At last month’s Village Board meeting, trustees passed a resolution reminding village employees they are not exempt from parking laws after a resident sent them a letter saying parking rules were being flouted by their staff.
“It’s not a new problem,” Falk said, and to prove her point brought out a stack of past village plans, dating back to the 1962 Cooperstown Area Plan prepared by Blair Associates. In that era of Urban Renewal, the plan called for razing much of the downtown, much of that ignored.
That plan proposed not just parking in the current Doubleday Field lot, plus in Vinnie Russo’s current lot across from the fire station, but razing for parking lots all the buildings behind the block that runs from the Key Bank building to Pioneer Street.
It would have eliminated angled parking on Main Street, driven a pedestrian walkway from the Doubleday lot through the TJ’s lot (then vacant due to a fire) to Lake Street and turned Grove Street into a downtown bypass.
“Every planning process we’ve been though has identified parking as an issue,” Falk said.

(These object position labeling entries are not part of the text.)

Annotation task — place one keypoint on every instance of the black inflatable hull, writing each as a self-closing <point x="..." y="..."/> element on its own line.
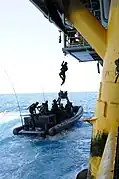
<point x="66" y="124"/>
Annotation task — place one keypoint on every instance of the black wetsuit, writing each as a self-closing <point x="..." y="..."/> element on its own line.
<point x="62" y="73"/>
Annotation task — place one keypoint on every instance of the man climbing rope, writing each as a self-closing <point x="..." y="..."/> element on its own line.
<point x="63" y="69"/>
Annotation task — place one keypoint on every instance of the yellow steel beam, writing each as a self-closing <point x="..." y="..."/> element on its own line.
<point x="88" y="26"/>
<point x="107" y="108"/>
<point x="106" y="44"/>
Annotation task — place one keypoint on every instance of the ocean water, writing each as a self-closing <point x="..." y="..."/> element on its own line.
<point x="58" y="157"/>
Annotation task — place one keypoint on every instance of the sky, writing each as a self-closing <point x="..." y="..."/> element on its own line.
<point x="31" y="55"/>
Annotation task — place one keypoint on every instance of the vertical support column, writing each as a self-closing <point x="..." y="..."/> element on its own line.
<point x="106" y="45"/>
<point x="107" y="108"/>
<point x="87" y="25"/>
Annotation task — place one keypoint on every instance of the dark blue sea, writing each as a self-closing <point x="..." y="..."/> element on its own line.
<point x="59" y="157"/>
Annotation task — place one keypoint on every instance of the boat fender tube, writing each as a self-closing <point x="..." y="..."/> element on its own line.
<point x="17" y="130"/>
<point x="52" y="132"/>
<point x="82" y="174"/>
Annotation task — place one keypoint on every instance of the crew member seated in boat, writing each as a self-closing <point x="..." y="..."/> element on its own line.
<point x="69" y="108"/>
<point x="54" y="106"/>
<point x="43" y="109"/>
<point x="63" y="69"/>
<point x="61" y="107"/>
<point x="62" y="95"/>
<point x="32" y="110"/>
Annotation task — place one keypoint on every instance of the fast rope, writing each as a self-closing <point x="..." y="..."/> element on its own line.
<point x="15" y="96"/>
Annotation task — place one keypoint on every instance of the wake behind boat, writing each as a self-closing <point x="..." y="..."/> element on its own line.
<point x="49" y="122"/>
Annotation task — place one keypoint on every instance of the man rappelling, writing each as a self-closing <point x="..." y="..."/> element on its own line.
<point x="63" y="69"/>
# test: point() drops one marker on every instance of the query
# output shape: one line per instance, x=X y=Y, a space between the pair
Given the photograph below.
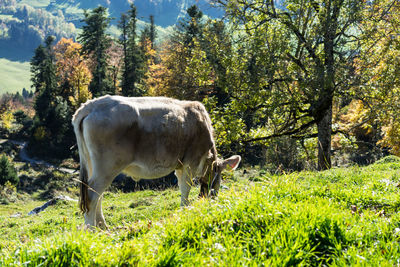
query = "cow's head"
x=210 y=183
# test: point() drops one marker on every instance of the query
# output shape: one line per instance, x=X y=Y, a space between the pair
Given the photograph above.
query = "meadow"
x=343 y=216
x=14 y=76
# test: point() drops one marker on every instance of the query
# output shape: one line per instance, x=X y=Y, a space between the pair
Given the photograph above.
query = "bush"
x=7 y=172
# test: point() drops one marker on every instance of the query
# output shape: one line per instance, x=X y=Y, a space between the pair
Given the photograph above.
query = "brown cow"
x=146 y=138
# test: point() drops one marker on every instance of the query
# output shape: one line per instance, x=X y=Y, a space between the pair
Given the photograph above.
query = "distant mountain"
x=25 y=23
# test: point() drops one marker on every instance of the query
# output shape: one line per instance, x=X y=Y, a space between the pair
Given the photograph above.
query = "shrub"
x=7 y=172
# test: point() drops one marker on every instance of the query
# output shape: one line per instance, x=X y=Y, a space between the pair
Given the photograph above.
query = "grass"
x=14 y=76
x=337 y=217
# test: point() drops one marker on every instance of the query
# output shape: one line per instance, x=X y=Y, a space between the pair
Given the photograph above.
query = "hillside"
x=24 y=25
x=345 y=216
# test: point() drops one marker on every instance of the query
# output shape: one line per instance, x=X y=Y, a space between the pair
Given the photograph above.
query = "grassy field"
x=14 y=76
x=340 y=217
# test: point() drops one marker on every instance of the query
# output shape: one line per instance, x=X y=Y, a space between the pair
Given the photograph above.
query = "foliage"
x=6 y=120
x=53 y=115
x=305 y=218
x=8 y=172
x=72 y=71
x=95 y=42
x=132 y=72
x=376 y=66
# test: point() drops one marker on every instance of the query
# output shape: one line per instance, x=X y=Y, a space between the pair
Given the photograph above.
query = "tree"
x=95 y=42
x=132 y=72
x=53 y=116
x=317 y=43
x=7 y=172
x=73 y=73
x=44 y=79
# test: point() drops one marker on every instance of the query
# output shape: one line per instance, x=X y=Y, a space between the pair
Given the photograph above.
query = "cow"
x=145 y=138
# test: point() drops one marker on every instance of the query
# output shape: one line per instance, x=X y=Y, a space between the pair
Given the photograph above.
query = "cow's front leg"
x=185 y=183
x=100 y=221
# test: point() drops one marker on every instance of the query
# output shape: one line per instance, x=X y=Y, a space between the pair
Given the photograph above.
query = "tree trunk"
x=324 y=127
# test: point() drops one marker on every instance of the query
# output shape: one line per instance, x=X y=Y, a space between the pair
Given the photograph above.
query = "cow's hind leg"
x=100 y=180
x=185 y=183
x=97 y=186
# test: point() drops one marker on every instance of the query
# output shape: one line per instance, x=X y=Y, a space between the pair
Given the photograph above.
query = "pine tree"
x=44 y=79
x=95 y=42
x=7 y=172
x=133 y=59
x=152 y=32
x=53 y=114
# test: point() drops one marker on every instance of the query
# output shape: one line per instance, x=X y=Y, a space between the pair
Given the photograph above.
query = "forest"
x=306 y=91
x=303 y=86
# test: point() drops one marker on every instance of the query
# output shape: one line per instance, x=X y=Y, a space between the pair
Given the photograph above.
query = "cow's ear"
x=232 y=163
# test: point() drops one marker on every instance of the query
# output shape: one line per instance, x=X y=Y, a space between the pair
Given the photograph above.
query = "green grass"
x=14 y=76
x=337 y=217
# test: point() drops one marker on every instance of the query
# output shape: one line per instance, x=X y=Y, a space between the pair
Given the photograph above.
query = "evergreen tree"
x=53 y=115
x=44 y=79
x=95 y=42
x=7 y=172
x=133 y=59
x=191 y=28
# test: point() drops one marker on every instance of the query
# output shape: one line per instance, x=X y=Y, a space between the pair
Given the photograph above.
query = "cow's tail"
x=77 y=122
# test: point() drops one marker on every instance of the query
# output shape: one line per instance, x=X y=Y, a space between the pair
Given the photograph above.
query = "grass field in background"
x=346 y=216
x=14 y=76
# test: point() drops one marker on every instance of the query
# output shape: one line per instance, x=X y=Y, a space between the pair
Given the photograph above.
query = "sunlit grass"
x=337 y=217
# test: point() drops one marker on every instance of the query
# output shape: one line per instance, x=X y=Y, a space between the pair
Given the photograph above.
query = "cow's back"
x=158 y=132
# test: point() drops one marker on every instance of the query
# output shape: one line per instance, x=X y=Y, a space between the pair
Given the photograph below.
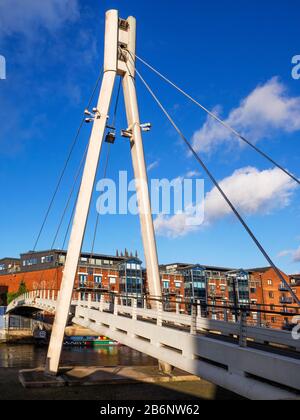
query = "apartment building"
x=217 y=289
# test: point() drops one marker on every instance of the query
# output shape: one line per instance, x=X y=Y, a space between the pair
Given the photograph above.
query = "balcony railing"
x=286 y=300
x=283 y=288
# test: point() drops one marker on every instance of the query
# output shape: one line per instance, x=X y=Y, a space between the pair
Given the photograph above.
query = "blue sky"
x=224 y=53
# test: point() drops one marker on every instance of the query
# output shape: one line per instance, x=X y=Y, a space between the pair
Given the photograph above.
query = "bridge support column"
x=85 y=194
x=165 y=368
x=102 y=301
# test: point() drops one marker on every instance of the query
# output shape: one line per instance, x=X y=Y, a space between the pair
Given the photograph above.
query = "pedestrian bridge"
x=249 y=360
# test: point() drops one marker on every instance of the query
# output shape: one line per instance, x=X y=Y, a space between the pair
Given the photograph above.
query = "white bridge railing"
x=252 y=361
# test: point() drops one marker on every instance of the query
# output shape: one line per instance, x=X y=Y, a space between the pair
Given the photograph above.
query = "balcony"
x=286 y=300
x=283 y=288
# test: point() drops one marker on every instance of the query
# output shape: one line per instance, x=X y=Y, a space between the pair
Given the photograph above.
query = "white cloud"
x=266 y=110
x=192 y=174
x=153 y=165
x=295 y=254
x=250 y=190
x=22 y=16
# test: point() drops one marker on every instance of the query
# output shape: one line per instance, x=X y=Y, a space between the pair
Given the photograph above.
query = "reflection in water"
x=29 y=356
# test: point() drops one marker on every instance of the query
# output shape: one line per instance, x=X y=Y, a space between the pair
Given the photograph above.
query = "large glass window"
x=82 y=280
x=98 y=279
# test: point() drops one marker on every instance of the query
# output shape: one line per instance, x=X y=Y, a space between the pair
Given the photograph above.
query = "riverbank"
x=11 y=389
x=14 y=358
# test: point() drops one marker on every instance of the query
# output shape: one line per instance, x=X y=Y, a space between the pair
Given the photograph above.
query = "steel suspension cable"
x=218 y=119
x=70 y=196
x=219 y=188
x=106 y=166
x=65 y=166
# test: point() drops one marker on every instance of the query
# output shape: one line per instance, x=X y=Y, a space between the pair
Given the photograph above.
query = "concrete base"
x=89 y=376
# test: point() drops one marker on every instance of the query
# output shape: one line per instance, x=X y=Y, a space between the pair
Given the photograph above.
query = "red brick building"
x=214 y=287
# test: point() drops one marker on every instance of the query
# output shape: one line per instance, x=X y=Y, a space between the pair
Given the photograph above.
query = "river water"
x=30 y=356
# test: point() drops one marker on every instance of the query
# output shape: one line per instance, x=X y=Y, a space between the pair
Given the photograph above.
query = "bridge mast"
x=119 y=34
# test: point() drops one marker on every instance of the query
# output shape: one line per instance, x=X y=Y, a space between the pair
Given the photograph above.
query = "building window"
x=30 y=262
x=82 y=279
x=98 y=279
x=112 y=280
x=47 y=259
x=166 y=284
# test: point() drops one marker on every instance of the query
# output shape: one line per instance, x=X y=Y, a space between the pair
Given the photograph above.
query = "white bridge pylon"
x=119 y=59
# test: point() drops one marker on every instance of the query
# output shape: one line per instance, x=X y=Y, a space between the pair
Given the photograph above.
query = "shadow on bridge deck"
x=11 y=389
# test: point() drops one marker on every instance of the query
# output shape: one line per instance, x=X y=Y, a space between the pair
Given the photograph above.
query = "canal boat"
x=89 y=341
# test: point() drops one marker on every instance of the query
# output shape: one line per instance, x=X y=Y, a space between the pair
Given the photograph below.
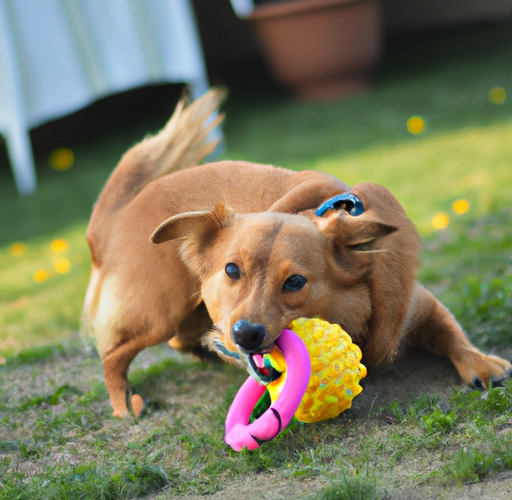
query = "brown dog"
x=242 y=250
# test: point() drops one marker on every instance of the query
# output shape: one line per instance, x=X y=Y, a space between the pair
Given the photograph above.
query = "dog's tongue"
x=259 y=361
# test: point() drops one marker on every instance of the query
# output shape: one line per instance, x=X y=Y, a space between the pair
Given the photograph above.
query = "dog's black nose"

The village’s current Comprehensive Master Plan, approved in 1994, reports that in the previous decade the peripheral red and yellow lots had been established, served by the trolley system, “and it’s a huge bonus.” The new plan included a parking garage where the Cooperstown Farmers’ Market is now, but it was “not implemented due to lack of public support,” the trustee said.
While she believes there is a “parking crisis,” Falk said, “I don’t want to give the impression that we’re at a breaking point.” Still, sufficient parking is necessary for a healthy community, as well as for the Baseball Hall of Fame and “a major research and teaching hospital: Everytime Bassett talks about moving something outside the village, I get perturbed,” she said.
Part of the solution is more housing, she said, to create “more employees within walking and biking distance from work.”
Other answers, she said, may emerge from the village collaboration with the Otsego County IDA and Elan Planning & Design of Saratoga to develop a community plan. She expects parking will be an issue when a “charrette week” is convened sometime in October.
Mayor Jeff Katz concurred, saying, “I can’t imagine it’s not going to be a cornerstone of feedback. Certainly, when you talk to anyone who lives in the village, visits the village, knows of the village, parking is always a major topic.”